Cerebral involvement in GPS is extremely rare in the absence of ANCA, and only 4 cases have been described in the medical literature.1-4 All of the cases that have been communicated presented with recurrent convulsive seizures related to cerebral vasculitis with or without haemoptysis. Rydel et al.1 described the first case of ANCA-negative cerebral vasculitis associated with GPS, demonstrating vasculitic infiltrates in the meningeal biopsy. Although cerebral and meningeal biopsies constitute the gold standard for the diagnosis of cerebral vasculitis, their use is currently limited to patients with doubtful diagnosis due to the aggressive nature of the procedure. Furthermore, in most of the described cases of GPS with cerebral involvement, the diagnoses of ANCA-negative cerebral vasculitis associated with GPS were performed based on the clinical presentation of the patient and the findings from imaging tests.2-4 Our patient started with RPGN requiring dialysis from the beginning, followed by pulmonary haemorrhage and two events of tonic-clonic convulsive seizures, together with elevated anti-BM Ab levels. The repeated ANCA measurements were negative, and other possible causes that could have triggered the convulsive seizures, such as metabolic disorders, drug deprivation-induced hypertensive seizures, etc. were excluded. Although the cerebral NMR came up normal in our patient, we cannot rule out that small vessel vasculitic lesions could have contributed to the cerebral damage that was caused. Indeed, cerebral NMR scans come up negative in as much as 35% of patients with cerebral vasculitis.10 Cerebral angiography was not performed because the neurological symptoms disappeared with the previously described treatment. Furthermore, we also observed an improvement in respiratory symptoms, although renal function never recovered. Levy et al. showed that renal insufficiency as estimated by plasma creatinine levels (>5.7 mg/dL) or the need for dialysis at the onset of the disease, as well as a percentage greater than 50% of crescents found in the renal biopsy, are all negative prognostic factors for the recovery of kidney function.11

Kidney transplants are possible to perform in this disease, although there does exist a risk of recurrence in the new organ, leading to the recommendation that at least a 6-month waiting period be necessary for the transplantation and only when anti-BM Ab titres are undetectable. This is a promising strategy in the majority of cases, as in our patient, who received an organ donor transplant 20 months later, presenting with a positive clinical evolution and no signs of recurrence of the disease.

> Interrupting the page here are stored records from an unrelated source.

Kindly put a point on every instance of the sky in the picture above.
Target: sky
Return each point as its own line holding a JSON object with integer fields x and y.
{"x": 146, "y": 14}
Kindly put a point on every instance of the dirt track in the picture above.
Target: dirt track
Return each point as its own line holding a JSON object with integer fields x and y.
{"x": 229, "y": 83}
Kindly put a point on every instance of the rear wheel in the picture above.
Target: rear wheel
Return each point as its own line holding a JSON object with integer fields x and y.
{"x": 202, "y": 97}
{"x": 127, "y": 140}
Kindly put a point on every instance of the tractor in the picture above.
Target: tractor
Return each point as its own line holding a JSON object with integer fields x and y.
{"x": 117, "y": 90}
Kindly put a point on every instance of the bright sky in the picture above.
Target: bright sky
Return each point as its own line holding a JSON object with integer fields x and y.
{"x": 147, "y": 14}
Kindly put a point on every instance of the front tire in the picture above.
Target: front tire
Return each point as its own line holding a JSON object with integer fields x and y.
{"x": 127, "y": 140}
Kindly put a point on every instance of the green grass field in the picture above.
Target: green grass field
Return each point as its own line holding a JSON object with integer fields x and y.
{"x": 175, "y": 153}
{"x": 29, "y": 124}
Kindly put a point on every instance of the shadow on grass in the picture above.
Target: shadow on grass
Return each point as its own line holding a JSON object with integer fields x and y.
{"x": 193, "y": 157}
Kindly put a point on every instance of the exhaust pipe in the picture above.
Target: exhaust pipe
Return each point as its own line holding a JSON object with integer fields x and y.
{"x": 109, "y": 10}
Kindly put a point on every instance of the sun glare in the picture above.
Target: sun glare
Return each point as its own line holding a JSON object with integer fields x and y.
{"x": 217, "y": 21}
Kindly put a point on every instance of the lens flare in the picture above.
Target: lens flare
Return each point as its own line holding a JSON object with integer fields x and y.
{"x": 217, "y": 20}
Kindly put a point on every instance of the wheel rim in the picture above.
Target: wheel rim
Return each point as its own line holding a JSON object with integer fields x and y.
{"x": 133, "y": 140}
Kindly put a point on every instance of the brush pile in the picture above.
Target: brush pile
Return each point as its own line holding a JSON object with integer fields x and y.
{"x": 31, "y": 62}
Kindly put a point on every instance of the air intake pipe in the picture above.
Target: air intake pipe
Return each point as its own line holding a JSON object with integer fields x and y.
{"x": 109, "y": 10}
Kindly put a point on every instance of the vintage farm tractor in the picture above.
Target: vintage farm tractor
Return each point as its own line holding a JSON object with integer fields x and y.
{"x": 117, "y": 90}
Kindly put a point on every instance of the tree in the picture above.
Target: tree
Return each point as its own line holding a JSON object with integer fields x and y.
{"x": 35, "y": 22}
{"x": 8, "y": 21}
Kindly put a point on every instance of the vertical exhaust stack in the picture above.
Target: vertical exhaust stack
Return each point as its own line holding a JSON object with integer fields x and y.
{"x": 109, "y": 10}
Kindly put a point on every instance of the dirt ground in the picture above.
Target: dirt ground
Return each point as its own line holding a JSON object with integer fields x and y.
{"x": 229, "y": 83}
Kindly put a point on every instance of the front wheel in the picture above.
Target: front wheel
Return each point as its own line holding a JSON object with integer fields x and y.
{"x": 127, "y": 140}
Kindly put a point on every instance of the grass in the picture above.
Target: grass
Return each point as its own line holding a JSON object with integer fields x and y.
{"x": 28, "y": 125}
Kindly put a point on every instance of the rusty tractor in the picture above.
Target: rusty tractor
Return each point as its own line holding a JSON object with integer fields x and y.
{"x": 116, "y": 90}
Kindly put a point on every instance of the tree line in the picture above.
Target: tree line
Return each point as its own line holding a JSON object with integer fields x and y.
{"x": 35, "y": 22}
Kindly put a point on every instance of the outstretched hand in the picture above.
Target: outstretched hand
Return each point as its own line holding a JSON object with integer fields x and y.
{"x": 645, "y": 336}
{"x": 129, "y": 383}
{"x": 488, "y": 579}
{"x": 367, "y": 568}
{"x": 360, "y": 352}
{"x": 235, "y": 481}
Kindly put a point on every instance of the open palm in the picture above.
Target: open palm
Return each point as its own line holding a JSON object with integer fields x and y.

Finally, we conclude that GPS with neurological involvement is extremely infrequent, especially with negative ANCA. Normal cerebral NMR findings do not exclude the possibility of small vessel cerebral vasculitis, requiring an aggressive and early diagnosis and treatment of GPS in order to improve the prognosis of the patient.

 

ACKNOWLEDGEMENTS

The authors would like to thank Dr. Eduardo Salido for his advice on renal pathology and review of the manuscript.

Figure 1. Extracapillary glomerulonephritis (red arrows) with centres of fibrinoid necrosis. Yellow arrow, PAS stain, 400x.

10237_108_8375_en_w4777103917table1_en.doc

Table 1. Data on the patient¿s evolution from the onset of GPS.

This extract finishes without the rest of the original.